5Q) In triangle ABC, the area is \(\frac{1}{2}bc sq.units \). AD is a median to BC. Prove that \(\angle ABC = \frac{1}{2}\angle ADC\).

solution: In a triangle ABC , let the lengths of sides of BC, CA, AB are a, b, c respectively.

Given area of \( \Delta ABC = \frac{1}{2} bc\)

 We know that area of \( \Delta ABC = \frac{1}{2}bc Sin A \)

  equating these two equations we get Sin A =1

  A= \( 90^{\circ}\) , \(\Delta ABC \) is right angle triangle.

  We know that for a right angled triangle , mid point of the hypotenuse is circum center . DA=DB=DC= radius of circumcircle . A circumcircle  passing through the vertices A, B, C with center D .

AC is segment of the circle.

We know that angle made b y segment at the center is twice the angle made at a point on the circle.

 \( \angle ADC = 2 \angle ABC \)

 \( \angle ABC = \frac{1}{2} \angle ADC \).

Hence proved.

 6Q) Solve the inequality, |x-1|+|x+1| < 4.

Solution :

 We know that |x-a| = ± (x-a) 

   |x-1|+|x+1| <4

  x -1 + x + 1 < 4    and  -(x-1) -(x+1) < 4

   2x < 4       and     -2x < 4

   x < 2  and  x > -2

  Therefore the solution is -2 < x < 2 .

7Q) Prove that , if the coefficients of the quadratic equation ax²+bx +c =0 are odd integers , then the roots of the equation cannot be rational numbers.
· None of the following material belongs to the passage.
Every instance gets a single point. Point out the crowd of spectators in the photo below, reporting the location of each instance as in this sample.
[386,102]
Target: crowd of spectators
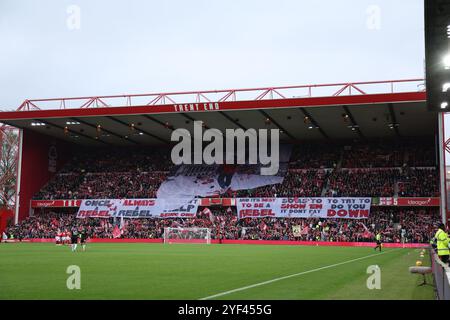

 if ax² + bx + c = 0 has rational roots then ax² + bx + c must factor across the integers.

for ax² + bx + c to factor across the integers, there must be two integers

that have a product of a∙c and a sum of b.

assuming the above two statements are true, consider a∙c.

since a and c are odd, a∙c is odd. Moreover, the only way a product of two

integers can be odd is if both integers are odd.

now, the sum of any two odd integers is even. Since the product of a∙c is odd, it follows that any two integer factors whose product of a∙c will have a sum that is even. But since b is also odd, this can not happen.

thus, ax² + bx + c can not be factored across the integers if each of a, b, and c is odd. This implies that if each of a, b, and c is odd, ax² + bx + c = 0 will have no rational roots.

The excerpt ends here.